И он щеголевато отплевался в сторону сухим плевком. Видна была надменность, решимость и некоторое весьма опасное напускное спокойное резонерство до первого взрыва. Но Петру Степановичу уже некогда было замечать опасности, да и не сходилось с его взглядом на вещи. Происшествия и неудачи дня совсем его закружили… Липутин с любопытством выглядывал вниз, с трех ступеней, из темной каморки.

— Хочешь или не хочешь иметь верный паспорт и хорошие деньги на проезд куда сказано? Да или нет?

— Видишь, Петр Степанович, ты меня с самого первоначалу зачал обманывать, потому как ты выходишь передо мною настоящий подлец. Всё равно как поганая человечья вошь, — вот я тебя за кого почитаю. Ты мне за неповинную кровь большие деньги сулил и за господина Ставрогина клятву давал, несмотря на то что выходит одно лишь твое неучтивство. Я как есть ни одной каплей не участвовал, не то что полторы тысячи, а господин Ставрогин тебя давеча по щекам отхлестали, что уже и нам известно. Теперь ты мне сызнова угрожаешь и деньги сулишь, на какое дело — молчишь. А я сумлеваюсь в уме, что в Петербург меня шлешь, чтоб господину Ставрогину, Николаю Всеволодовичу, чем ни на есть по злобе своей отомстить, надеясь на мое легковерие. И из этого ты выходишь первый убивец. И знаешь ли ты, чего стал достоин уже тем одним пунктом, что в самого бога, творца истинного, перестал по разврату своему веровать? Всё одно что идолопоклонник, и на одной линии с татарином или мордвой состоишь. Алексей Нилыч, будучи философом, тебе истинного бога, творца создателя, многократно объяснял и о сотворении мира, равно и будущих судеб и преображения всякой твари и всякого зверя из книги Апокалипсиса. Но ты, как бестолковый идол, в глухоте и немоте упорствуешь и прапорщика Эркелева к тому же самому привел, как тот самый злодей-соблазнитель, называемый атеист…

— Ах ты, пьяная харя! Сам образа обдирает, да еще бога проповедует!

— Я, видишь, Петр Степанович, говорю тебе это верно, что обдирал; но я только зеньчуг поснимал, и почем ты знаешь, может, и моя слеза пред горнилом всевышнего в ту самую минуту преобразилась, за некую обиду мою, так как есть точь-в-точь самый сей сирота, не имея насущного даже пристанища.

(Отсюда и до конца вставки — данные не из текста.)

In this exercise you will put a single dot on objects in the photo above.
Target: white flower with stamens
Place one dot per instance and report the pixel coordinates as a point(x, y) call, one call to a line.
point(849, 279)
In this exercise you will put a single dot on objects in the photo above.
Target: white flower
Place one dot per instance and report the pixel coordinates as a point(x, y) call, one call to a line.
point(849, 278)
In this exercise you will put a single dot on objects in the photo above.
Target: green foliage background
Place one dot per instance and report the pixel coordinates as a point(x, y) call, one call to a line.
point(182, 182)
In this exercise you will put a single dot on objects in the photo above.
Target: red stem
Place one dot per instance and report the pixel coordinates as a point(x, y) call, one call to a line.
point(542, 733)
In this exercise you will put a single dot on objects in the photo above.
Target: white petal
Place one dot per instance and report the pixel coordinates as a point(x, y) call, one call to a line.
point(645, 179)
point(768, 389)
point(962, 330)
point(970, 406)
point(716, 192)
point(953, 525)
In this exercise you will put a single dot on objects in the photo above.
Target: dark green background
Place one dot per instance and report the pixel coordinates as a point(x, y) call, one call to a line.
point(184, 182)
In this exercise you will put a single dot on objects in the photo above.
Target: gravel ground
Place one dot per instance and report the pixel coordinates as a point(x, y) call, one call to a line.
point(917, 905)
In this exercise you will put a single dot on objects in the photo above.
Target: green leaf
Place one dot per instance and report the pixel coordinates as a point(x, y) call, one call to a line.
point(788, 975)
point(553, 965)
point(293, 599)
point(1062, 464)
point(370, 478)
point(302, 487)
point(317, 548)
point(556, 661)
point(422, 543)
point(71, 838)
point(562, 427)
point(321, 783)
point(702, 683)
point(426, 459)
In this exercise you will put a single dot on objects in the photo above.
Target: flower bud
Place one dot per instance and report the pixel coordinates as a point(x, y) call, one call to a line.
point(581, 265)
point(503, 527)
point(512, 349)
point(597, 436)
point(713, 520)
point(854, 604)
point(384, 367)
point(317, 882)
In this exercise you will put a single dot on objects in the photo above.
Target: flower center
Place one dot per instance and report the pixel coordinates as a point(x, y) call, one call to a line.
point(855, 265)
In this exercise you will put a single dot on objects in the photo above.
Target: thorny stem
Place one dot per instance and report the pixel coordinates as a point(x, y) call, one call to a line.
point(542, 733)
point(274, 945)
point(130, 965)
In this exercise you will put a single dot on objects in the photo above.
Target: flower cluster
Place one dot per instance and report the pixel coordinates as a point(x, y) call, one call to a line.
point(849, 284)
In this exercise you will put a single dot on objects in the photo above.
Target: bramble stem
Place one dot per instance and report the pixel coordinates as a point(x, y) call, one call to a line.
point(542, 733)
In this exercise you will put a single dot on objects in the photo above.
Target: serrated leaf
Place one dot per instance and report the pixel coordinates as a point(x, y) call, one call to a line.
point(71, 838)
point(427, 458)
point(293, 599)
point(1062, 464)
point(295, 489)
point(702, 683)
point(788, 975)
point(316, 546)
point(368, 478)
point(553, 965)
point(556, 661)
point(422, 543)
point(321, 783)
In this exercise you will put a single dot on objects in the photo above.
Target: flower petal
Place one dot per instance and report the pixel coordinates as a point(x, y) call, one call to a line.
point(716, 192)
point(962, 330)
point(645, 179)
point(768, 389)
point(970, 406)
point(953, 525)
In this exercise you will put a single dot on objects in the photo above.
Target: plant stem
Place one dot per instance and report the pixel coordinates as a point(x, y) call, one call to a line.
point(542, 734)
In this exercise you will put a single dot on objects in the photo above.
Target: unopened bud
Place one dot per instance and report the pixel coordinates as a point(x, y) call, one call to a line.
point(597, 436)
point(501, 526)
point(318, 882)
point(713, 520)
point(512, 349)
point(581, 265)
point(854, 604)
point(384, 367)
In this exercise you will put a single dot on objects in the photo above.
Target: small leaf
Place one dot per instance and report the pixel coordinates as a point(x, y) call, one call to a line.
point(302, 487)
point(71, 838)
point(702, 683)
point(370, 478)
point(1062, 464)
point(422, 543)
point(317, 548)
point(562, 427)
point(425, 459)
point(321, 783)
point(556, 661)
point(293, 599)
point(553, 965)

Ты знаешь ли по книгам, что некогда в древние времена некоторый купец, точь-в-точь с таким же слезным воздыханием и молитвой, у пресвятой богородицы с сияния перл похитил и потом всенародно с коленопреклонением всю сумму к самому подножию возвратил, и матерь заступница пред всеми людьми его пеленой осенила, так что по этому предмету даже в ту пору чудо вышло и в государственные книги всё точь-в-точь через начальство велено записать. А ты пустил мышь, значит, надругался над самым божиим перстом. И не будь ты природный мой господин, которого я, еще отроком бывши, на руках наших нашивал, то как есть тебя теперича порешил бы, даже с места сего не сходя! Петр Степанович вошел в чрезмерный гнев:

— Говори, виделся ты сегодня со Ставрогиным?

— Это ты никогда не смеешь меня чтобы допрашивать. Господин Ставрогин как есть в удивлении пред тобою стоит и ниже пожеланием своим участвовал, не только распоряжением каким али деньгами. Ты меня дерзнул.

— Деньги ты получишь, и две тысячи тоже получишь, в Петербурге, на месте, все целиком, и еще получишь.

— Ты, любезнейший, врешь, и смешно мне тебя даже видеть, какой ты есть легковерный ум. Господин Ставрогин пред тобою как на лествице состоит, а ты на них снизу, как глупая собачонка, тявкаешь, тогда как они на тебя сверху и плюнуть-то за большую честь почитают.

— А знаешь ли ты, — остервенился Петр Степанович, — что я тебя, мерзавца, ни шагу отсюда не выпущу и прямо в полицию передам?

Федька вскочил на ноги и яростно сверкнул глазами. Петр Степанович выхватил револьвер. Тут произошла быстрая и отвратительная сцена: прежде чем Петр Степанович мог направить револьвер, Федька мгновенно извернулся и изо всей силы ударил его по щеке. В тот же миг послышался другой ужасный удар, затем третий, четвертый, всё по щеке. Петр Степанович ошалел, выпучил глаза, что-то пробормотал и вдруг грохнулся со всего росту на пол.

— Вот вам, берите его! — с победоносным вывертом крикнул Федька; мигом схватил картуз, из-под лавки узелок и был таков. Петр Степанович хрипел в беспамятстве. Липутин даже подумал, что совершилось убийство. Кириллов опрометью сбежал в кухню.